За временем встреч приходит время переписки. В Ивановку Нина Павловна шлёт письмецо Наталье Александровне, не забыв вложить и свою карточку. Ответ Натальи Александровны — тёплый и очень вежливый: «Видимо, Вы хорошо поправились и отдохнули на Кавказе, так как на этой открытке имеете такой хороший и счастливый вид. Я просила Серёжу рассказать мне про Вас все подробности. Узнала, что Вы часто пели его романсы, что он Вам аккомпанировал и что всем всегда очень нравилось Ваше исполнение. Меня это не удивляет и очень радует».
Ивановка тонула в дождях. Из дому без калош выйти было невозможно. К тому же пришли и холода. Но для дочек приезд отца — праздник. И теперь Сергей Васильевич ездит верхом вместе с ними.
1 сентября — уже в Москву — он пишет Нине Павловне о будущих концертах.

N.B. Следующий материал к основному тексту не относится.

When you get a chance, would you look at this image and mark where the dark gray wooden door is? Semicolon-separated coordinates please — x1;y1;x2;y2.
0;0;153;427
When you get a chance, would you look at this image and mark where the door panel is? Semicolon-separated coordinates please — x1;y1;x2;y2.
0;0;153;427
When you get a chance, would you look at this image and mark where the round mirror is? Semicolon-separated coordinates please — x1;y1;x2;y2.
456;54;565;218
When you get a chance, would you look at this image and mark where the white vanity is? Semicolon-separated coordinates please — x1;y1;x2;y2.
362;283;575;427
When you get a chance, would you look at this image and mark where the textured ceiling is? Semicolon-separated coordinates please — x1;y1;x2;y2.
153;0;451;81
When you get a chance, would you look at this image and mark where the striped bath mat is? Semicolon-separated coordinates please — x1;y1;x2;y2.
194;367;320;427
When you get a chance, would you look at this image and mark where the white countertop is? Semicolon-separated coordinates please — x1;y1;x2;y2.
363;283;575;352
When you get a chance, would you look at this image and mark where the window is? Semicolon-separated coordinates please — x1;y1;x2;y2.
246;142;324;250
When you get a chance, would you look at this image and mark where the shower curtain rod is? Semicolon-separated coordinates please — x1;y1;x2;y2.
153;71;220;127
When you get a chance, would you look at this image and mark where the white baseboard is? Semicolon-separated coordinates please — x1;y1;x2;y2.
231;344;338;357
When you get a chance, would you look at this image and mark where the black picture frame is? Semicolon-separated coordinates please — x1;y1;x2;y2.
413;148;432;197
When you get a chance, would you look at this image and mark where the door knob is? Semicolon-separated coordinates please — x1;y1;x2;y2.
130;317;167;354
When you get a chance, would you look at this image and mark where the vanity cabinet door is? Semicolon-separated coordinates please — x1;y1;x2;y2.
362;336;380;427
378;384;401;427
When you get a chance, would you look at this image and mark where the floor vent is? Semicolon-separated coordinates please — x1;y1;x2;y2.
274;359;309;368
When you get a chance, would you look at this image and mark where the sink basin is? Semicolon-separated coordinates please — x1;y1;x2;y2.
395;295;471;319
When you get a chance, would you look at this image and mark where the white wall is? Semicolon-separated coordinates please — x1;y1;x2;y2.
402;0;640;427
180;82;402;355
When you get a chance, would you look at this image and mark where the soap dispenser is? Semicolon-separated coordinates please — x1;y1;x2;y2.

До того — пара абзацев совсем в ином тоне:
«Многоуважаемая Нина Павловна, или милая Ниночка, или Нинушка, или коварная Наина!
Таким образом, Вы покинули Кавказ, и там наступил теперь мир и покой, не нарушаемый Вашим озорством и отчаянностью. Больные начнут поправляться! Рад за них! Да и Вам в Москве лучше. Тут, по крайней мере, присмотр. Не разойдёшься! Чем же это Вы больны? Почему Вы лежите шесть дней в постели? Наконец, вызывали ли Вы к себе Плетнёва? Имейте в виду — это опытный врач, и я рекомендую его Вашему вниманию. Никто как он Вас поставит на ноги».

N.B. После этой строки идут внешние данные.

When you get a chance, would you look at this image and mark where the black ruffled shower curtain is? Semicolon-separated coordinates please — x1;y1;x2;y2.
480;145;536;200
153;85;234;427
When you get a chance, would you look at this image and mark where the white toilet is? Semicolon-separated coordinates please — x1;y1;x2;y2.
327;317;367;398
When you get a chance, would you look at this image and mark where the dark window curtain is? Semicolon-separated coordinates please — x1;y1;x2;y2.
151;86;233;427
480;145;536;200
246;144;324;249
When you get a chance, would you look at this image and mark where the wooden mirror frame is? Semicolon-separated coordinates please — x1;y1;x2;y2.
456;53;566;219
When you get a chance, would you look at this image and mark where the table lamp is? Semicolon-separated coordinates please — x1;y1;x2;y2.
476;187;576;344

Нина Кошиц, обаятельная и взбалмошная, на сцене неотразима. Такой желает быть и в жизни. Иной раз капризничает, хандрит. Но чаще — если сказать по-чеховски — «чёрт в юбке». О её шалостях Рахманинов вспоминает с улыбкой. И закончив деловую часть письма, приписывает: «До свиданья! Поправляйтесь! Будьте веселы, хулиганьте побольше. Целую ручки».
В письме упомянет о новых романсах — его последнему прикосновению к этому жанру.
* * *
Подбор авторов на этот раз был необычен: все шесть романсов писались на стихи современников. И первым номером поставлена «Ивушка» («Ночью, в саду у меня…»). Часто об этом произведении говорили и говорят: «На стихи Блока». Но Рахманинов видел не автора перевода, но автора подлинника, Аветика Исаакяна.
Конечно, из современных поэтов ему был ближе всех «консервативный» Бунин. Здесь и ясность смыслов, и что-то родственное столь ценимому Чехову. В Блоке мог светиться и светозарный Тютчев, и духовидец Владимир Соловьёв, и сумрачно-экстатический Достоевский, и заунывно-русский Некрасов. Образ России у поэта способен соприкоснуться с музыкальными пространствами композитора:
Выхожу я в путь, открытый взорам,
Ветер гнёт упругие кусты,
Битый камень лёг по косогорам,
Жёлтой глины скудные пласты…
Но Рахманинов прошёл мимо лирики Блока, не заметил его присутствия и в переводе. Милой Re написал: «Удивительно музыкальное чувство природы у этого армянского поэта. Если б все так писали в стихах о природе, как он, нам, музыкантам, оставалось бы лишь дотронуться до текста — и готова песня».
Ночью в саду у меня
Плачет плакучая ива,
И безутешна она,
Ивушка, грустная ива.
Раннее утро блеснёт —
Нежная девушка-зорька
Ивушке, плачущей горько,
Слёзы — кудрями отрёт.
Это действительно Аветик Исаакян. Но только чуткий Блок мог столь детски-незатейливо, с чистой душой перевести стихи армянского лирика. Никакого нажима, прозрачность и та простота, которая сродни народной поэзии. Свет ощутим и в музыке. Протяжный вокал — и «рывки» аккомпанемента, без которых не передать горький плач.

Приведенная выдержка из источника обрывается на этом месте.